You see the difficulty I'm having "getting" your last sentences. The first msg appeared "emo", the response to my observation of it's appearing emo appeared both emo and confusing.

Perhaps the asbestos underwear is a metaphor for some other quality that one should have before suggesting an answer in these "types of forums". Perhaps the uses of absetos include something I have yet to discover, something that is witty or clever when combined with underwear to describe the purpose of emo-appearing suggestion disclaimers.

I believe that you did 'approach a reasonable answer', and you're obviously in "these forums", so I assume you that you must in fact be 'wearing' these mythical or metaphorical garments. Sorry for the long explaination, but I'd just like to understand the cryptic analogy so that my sense of this sort of statement--asbestos and/or underwear related references--can improve.

Sincerely, Confused Responder.

[sm font size due to tangent topic]

meniscus

Oct 17, 2009

0

#94

Jay-

I'll just go ahead and add what pertains to the actual rating discussion here:

Fics is often mentioned in the Glicko conversation. Is the system exactly the same as the one used by chess.emrald.net? Perhaps their formula contains an improvement? Just a thought. In either case, I think we should go our own way. That's why I'm commenting.

It appears that more than one person has suggested either that you should create a "new" rating system. I agree. I think this wonderful website needs something unique. Why don't you? More importantly, why don't we? It is far less time consuming and demanding to the individual if we organize.

Since we're looking at changes to and hybrids of the glicko system already,
I suggest that you (in addition to this thread) start a project group dedicated to this sort of quest--a private group that math people and those who understand rating systems in general would be encouraged to join? There, the best original ideas and improvements to existing systems could be debated, tested and compared by those who wish to help. I would love to suggest ideas myself, but I'd want only "math people" there of course.

A second, more subtle, vaild reason to move the project to a group will be apparent if you read my last comment- one user has alluded that something about the forums tends to do something negative (although I don't understand what) that discourages or overlooks "reasonable suggestions". The conversation between the two of us is certainly off the topic. A more private forum would perhaps diminish this perception. Basically, he might be right: perhaps there are those who have excellent ideas and suggestions that would prefer a less-public forum? I myself made my blog "friends only" and contribute most if not all of my actual work/chess analysis to private groups only--to avoid the random comments.

I agree with others that a new or hybrid system is the way to go. However (IMO), introducing a brand new system that is completely conceived, proofed, edited and implemented by chess.com users and staff is too easy, cost-effective (free) and revolutionary an idea to pass up.
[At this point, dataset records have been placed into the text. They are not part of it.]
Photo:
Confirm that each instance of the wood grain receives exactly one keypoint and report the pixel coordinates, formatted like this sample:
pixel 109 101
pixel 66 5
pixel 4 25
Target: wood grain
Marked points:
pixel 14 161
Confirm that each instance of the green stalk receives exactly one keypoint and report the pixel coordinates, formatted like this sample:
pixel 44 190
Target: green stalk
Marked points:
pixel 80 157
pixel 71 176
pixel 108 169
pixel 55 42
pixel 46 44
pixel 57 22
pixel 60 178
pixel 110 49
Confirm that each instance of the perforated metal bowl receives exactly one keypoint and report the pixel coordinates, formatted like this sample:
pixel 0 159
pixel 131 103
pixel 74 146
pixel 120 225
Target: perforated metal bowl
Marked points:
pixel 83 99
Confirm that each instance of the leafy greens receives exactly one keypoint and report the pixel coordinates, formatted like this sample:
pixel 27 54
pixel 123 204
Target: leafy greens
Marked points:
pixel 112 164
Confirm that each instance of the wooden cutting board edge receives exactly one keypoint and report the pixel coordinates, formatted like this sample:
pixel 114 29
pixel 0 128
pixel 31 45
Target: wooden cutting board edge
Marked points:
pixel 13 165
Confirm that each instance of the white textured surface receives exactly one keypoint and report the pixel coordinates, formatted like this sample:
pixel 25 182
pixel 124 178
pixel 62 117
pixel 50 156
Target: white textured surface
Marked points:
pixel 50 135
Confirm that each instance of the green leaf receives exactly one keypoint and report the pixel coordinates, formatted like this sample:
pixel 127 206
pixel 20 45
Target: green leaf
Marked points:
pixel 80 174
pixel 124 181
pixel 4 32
How often can we do something that is both good for chess.com and for chess itself?

That's my best suggestion at this point-- it might not assist the rating questions directly, but the members of the project will. I even have a suggestion for a name: The RRRP, or Revolutionary Rating Research Project, headed and moderated by you.It's got an easily remembered acronym--doesn't it sound similar to "AARP"? We will not try to sell elderly people insurance policies, of course.

-Tim

Chess.com members:

Who thinks this is a good idea? Would you join/contribute to this project should Jay decide to persue it?

jay

Oct 17, 2009

0

#95

The goal of a rating system is to provide an accurate estimate of someone's skill level, in this case in the game of chess. The current rating system already accomplishes this fairly well. Given two players ratings, you can come to a pretty accurate guestimate of what each person's chances are at winning the game (or drawing). There just isn't any real good reason to completely overhaul or dump this system and create our own, custom rating system. We're simply looking to make small tweaks to solve some very minor problems, that being that ratings fluctuate too far too fast, even when the player(s) involved are very active on the site. With the long list of todo's at Chess.com, it would be a dis-service to the users to spend a vast amount of time on a ratings project when we could be spending our time improving the site in other areas. Thanks for your help & suggestions! :)

mathijs

Oct 17, 2009

0

#96

Jay, I agree that there probably isn't any need for drastic "improvements". The change I described, with the shadow rating, was more to illustrate the point (valid, in my opinion) that there are two sides to rating at present. I would be quiye opposed to it, if it were seriously discussed.

But I do wonder, with respect to the tweeking, just what is "too fast too far"? Aren't those completely arbitrary measures? As far as I can see, any rating system is excellent if it always rates a better player higher than a weaker one, by how much is irrelevant. Or is this all a discussion about what the proper period for becoming completely uncertain is?

costelus

Oct 17, 2009

0

#97

Hello Jay! I would have a question, although I don't care about a rating and I definitely agree that this should be the least on your to do list. Tactics Trainer does not use the same type of rating (Glicko)? Then why, if I miss 5-6 tactical problems, my rating collapses with like 300-400 points, while in live chess it would go down only with 30-50 points after 5-6 losses?

LATITUDE

Oct 17, 2009

0

#98

[COMMENT DELETED]

jay

Oct 17, 2009

0

#99

We're working on fixing the TT ratings as well. :)

meniscus

Oct 17, 2009

0

#100

jay, i respect that. perhaps it shouldn't be a chess.com thing... anyway what about emrald.net's glicko: is it different than ours?